The oldest boat in the race is Rosenn (left) owned by yachting journalist Bob Fisher and Barry Dunning. She was built in 1896 and is the last remaining Solent one-design of the 22 built. The gaff-rigged classic was built locally on the Medina and has been fully restored. Barry has assembled an awesome crew including one of the world’s leading sailing coaches, Jim Saltonstall and RORC CEO Eddie Warden-Owen. Rosenn is a regular racer at Lymington.
Charities enjoy a challenge
Sponsors JPMorgan Asset Management and Beneteau are offering four charities the opportunity to raise awareness and funds whilst racing. Macmillan, Prostate UK, Breast Cancer Care and The Ellen MacArthur Trust will compete in identical new Oceanis 37s. The yachts are crewed by those helping to support the fight against cancer, including many who have undergone or are undergoing treatment.
Ambassadors for the charities will also be afloat including comedian Dave Spikey and singer Jonathan Ansell. Olympic gold medallist Shirley Robertson is the skipper aboard the Ellen MacArthur Trust entry.
This year’s Round the Island Race sees the Sigma 38 Offshore One Design Class Association coming of age. There will be 31 out racing, demonstrating the continued popularity of this highly competitive design.
The RAF Benevolent Society is celebrating its 90th anniversary and to mark the occasion the RAF Sailing Association’s J/109 Red Arrow will fly a new spinnaker.

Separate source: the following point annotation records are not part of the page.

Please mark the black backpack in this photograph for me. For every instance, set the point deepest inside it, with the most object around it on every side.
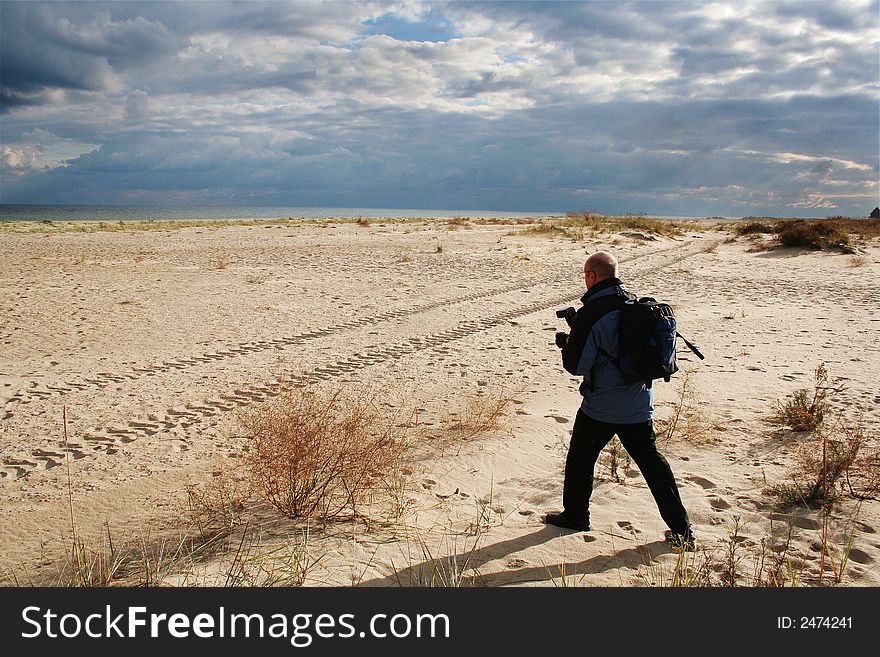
(647, 348)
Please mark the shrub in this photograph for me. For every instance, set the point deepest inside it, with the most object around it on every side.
(322, 452)
(752, 228)
(813, 235)
(806, 410)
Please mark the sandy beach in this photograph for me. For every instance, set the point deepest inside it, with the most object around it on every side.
(157, 341)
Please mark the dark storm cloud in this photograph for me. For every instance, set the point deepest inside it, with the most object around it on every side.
(678, 107)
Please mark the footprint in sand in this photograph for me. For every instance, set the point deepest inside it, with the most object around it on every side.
(801, 522)
(718, 504)
(628, 526)
(860, 556)
(702, 482)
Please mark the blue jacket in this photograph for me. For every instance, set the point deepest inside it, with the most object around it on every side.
(606, 397)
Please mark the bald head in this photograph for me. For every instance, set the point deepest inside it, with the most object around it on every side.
(599, 267)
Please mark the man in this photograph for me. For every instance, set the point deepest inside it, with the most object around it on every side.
(610, 406)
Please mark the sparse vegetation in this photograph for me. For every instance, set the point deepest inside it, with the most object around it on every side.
(805, 410)
(575, 224)
(322, 453)
(830, 234)
(688, 420)
(836, 462)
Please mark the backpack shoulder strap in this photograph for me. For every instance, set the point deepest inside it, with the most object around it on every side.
(583, 323)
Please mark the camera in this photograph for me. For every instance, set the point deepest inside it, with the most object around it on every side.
(568, 314)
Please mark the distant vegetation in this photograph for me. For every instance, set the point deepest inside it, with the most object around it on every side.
(832, 233)
(574, 224)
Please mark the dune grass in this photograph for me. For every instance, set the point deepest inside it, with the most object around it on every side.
(830, 234)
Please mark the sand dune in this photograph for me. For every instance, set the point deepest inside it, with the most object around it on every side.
(155, 341)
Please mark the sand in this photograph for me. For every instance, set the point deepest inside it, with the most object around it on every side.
(155, 342)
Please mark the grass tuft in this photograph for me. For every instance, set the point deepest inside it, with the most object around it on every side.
(322, 453)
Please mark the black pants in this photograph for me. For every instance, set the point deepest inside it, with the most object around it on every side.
(589, 437)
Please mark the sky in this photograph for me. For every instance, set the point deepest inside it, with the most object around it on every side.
(727, 109)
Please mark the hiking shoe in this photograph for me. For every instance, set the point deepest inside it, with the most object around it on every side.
(686, 542)
(562, 520)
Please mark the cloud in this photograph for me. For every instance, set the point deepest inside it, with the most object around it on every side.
(694, 108)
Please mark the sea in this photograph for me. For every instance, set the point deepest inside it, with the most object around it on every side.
(15, 212)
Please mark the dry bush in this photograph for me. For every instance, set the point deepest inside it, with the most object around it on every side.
(481, 413)
(813, 235)
(601, 223)
(806, 410)
(457, 222)
(836, 462)
(752, 228)
(616, 458)
(688, 421)
(219, 504)
(323, 453)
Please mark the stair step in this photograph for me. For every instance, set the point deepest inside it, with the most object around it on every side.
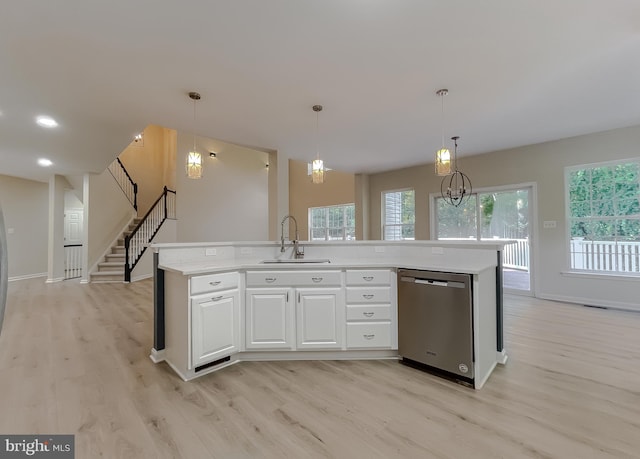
(111, 266)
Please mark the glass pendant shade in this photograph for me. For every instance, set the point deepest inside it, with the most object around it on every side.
(317, 171)
(194, 165)
(443, 161)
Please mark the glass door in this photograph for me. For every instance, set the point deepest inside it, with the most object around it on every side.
(489, 215)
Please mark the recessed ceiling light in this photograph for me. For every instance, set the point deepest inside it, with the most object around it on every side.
(46, 121)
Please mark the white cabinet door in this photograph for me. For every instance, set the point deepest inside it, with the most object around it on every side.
(215, 326)
(269, 318)
(320, 318)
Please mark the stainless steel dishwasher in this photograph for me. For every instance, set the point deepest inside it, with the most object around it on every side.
(435, 321)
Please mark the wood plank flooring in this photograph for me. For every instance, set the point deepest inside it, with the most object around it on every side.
(74, 360)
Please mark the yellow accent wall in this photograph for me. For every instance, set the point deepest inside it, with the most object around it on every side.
(152, 165)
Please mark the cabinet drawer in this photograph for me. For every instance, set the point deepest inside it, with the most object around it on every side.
(292, 278)
(368, 294)
(369, 334)
(369, 312)
(213, 282)
(368, 277)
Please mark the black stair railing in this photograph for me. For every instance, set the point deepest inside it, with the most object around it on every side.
(137, 242)
(127, 185)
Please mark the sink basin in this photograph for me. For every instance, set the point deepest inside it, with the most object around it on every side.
(297, 260)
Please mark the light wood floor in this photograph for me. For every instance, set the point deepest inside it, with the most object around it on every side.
(74, 360)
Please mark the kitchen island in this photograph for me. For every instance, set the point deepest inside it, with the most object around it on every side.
(217, 304)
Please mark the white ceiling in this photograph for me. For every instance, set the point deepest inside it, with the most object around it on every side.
(518, 72)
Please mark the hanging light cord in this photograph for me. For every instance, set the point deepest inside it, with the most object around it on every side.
(194, 125)
(442, 112)
(318, 134)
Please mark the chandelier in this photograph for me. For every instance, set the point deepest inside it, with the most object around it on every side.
(456, 187)
(317, 166)
(194, 159)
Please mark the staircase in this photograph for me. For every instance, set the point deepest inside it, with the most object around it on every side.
(112, 268)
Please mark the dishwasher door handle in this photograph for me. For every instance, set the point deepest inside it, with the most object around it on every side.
(430, 282)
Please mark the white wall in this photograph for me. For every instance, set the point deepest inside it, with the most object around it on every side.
(543, 164)
(25, 204)
(230, 202)
(107, 212)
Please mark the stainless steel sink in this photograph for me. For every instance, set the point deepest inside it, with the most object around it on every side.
(297, 260)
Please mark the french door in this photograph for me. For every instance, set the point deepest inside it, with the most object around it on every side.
(490, 214)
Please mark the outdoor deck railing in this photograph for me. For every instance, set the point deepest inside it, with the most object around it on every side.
(618, 256)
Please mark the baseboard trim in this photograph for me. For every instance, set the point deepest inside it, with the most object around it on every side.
(592, 302)
(27, 276)
(157, 356)
(53, 281)
(144, 276)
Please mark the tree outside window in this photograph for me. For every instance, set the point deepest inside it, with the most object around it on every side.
(604, 217)
(399, 215)
(332, 223)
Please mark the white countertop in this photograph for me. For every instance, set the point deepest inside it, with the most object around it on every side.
(468, 257)
(189, 268)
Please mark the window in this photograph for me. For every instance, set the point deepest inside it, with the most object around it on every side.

Lady Belle’s sail number might give a clue as to her age. It’s 1909. The Falmouth Quay Punt is 100 years old and returning to racing after a 15 year gap. And finally, the classic racing sloop Danegeld celebrates 50 years since last winning the Round the Island Race. She has been renovated over the last four years, converting from cruising mode back to racing trim.